Daniel Martinez: Well, the regulatory environment in which the stores operate has become a bit more stable. But it’s still a grey market, selling canna remains risky. The rules are not clear on CBD in particular. There are contradictory rules and different ways of reading these rules. CBD stores are reading the rules in a certain way and law enforcement bodies in another way. That’s why some CBD stores are getting shut down, ever since 2018, when they first started popping up in France.
The regulatory environment in which the stores operate has become a bit more stable. But it’s still a grey market.
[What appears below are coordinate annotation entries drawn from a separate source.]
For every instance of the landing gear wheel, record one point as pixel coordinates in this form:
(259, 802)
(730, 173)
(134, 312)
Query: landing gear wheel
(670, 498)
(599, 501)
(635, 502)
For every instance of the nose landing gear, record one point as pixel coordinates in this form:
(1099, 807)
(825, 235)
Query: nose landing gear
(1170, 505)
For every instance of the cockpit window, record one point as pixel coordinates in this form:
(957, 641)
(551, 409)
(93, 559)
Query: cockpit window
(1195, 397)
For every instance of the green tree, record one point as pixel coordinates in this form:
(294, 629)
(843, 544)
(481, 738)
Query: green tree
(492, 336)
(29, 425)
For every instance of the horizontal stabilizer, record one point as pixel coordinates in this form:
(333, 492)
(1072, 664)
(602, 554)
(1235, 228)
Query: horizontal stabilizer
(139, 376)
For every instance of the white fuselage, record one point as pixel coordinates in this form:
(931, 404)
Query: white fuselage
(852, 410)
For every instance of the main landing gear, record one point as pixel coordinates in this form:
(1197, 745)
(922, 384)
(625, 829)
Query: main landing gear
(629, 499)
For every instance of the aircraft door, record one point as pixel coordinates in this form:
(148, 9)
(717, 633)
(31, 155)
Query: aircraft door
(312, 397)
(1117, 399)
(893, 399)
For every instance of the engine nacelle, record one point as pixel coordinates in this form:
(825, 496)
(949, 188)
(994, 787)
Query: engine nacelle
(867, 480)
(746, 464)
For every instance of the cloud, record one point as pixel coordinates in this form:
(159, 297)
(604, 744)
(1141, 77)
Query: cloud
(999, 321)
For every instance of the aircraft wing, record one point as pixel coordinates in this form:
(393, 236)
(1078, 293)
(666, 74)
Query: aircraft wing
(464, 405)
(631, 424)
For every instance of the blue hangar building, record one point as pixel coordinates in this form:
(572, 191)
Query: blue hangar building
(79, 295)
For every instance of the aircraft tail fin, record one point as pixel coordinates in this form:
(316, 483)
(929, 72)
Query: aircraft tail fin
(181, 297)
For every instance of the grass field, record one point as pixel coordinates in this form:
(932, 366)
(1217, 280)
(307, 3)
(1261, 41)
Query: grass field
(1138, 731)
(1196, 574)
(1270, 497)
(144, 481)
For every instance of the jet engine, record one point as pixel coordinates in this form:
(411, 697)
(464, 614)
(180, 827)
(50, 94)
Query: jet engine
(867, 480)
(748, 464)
K@HEC: If CBD shop owners are applauding the decision, French justice has still to decide on whether selling CBD is legal or not. That’s because the court sent this decision back to a lower court for another ruling. All this seems to reinforce this grey zone on CBD itself, and between CBD and cannabis. Would you say France, and the EU in general, continues to be ambiguous and conservative over these questions?
DM: France is quite conservative compared to the rest of the EU. France is a high consumer of marijuana, yet it has one of the harshest sets of penalties in the EU. The US has been debating and legalizing marijuana since the late 1990s for medicinal purposes. It’s been legalizing marijuana for recreational purposes since 2012! France is now just opening stores for hemp. That’s how conservative it is.
France is a high consumer of marijuana, yet it has one of the harshest sets of penalties in the EU.
K@HEC: Looking beyond this latest court ruling, how do you analyze the impact this could have on French society at large?
DM: In France we could focus on markets but also on communities which are not included in the debate. But who has been disproportionately affected by drug laws in France? This is a conversation that needs to happen. And (the victims) need to be part of the decision-making process. The 50 years of cannabis prohibition in France has disproportionately affected France’s Muslim minority. And this kind of debate in the US and Canada has been watered down because the focus has been on market-making. My concern is that this will be watered down in France because we want to have more of a conversation about market-making rather than on social justice.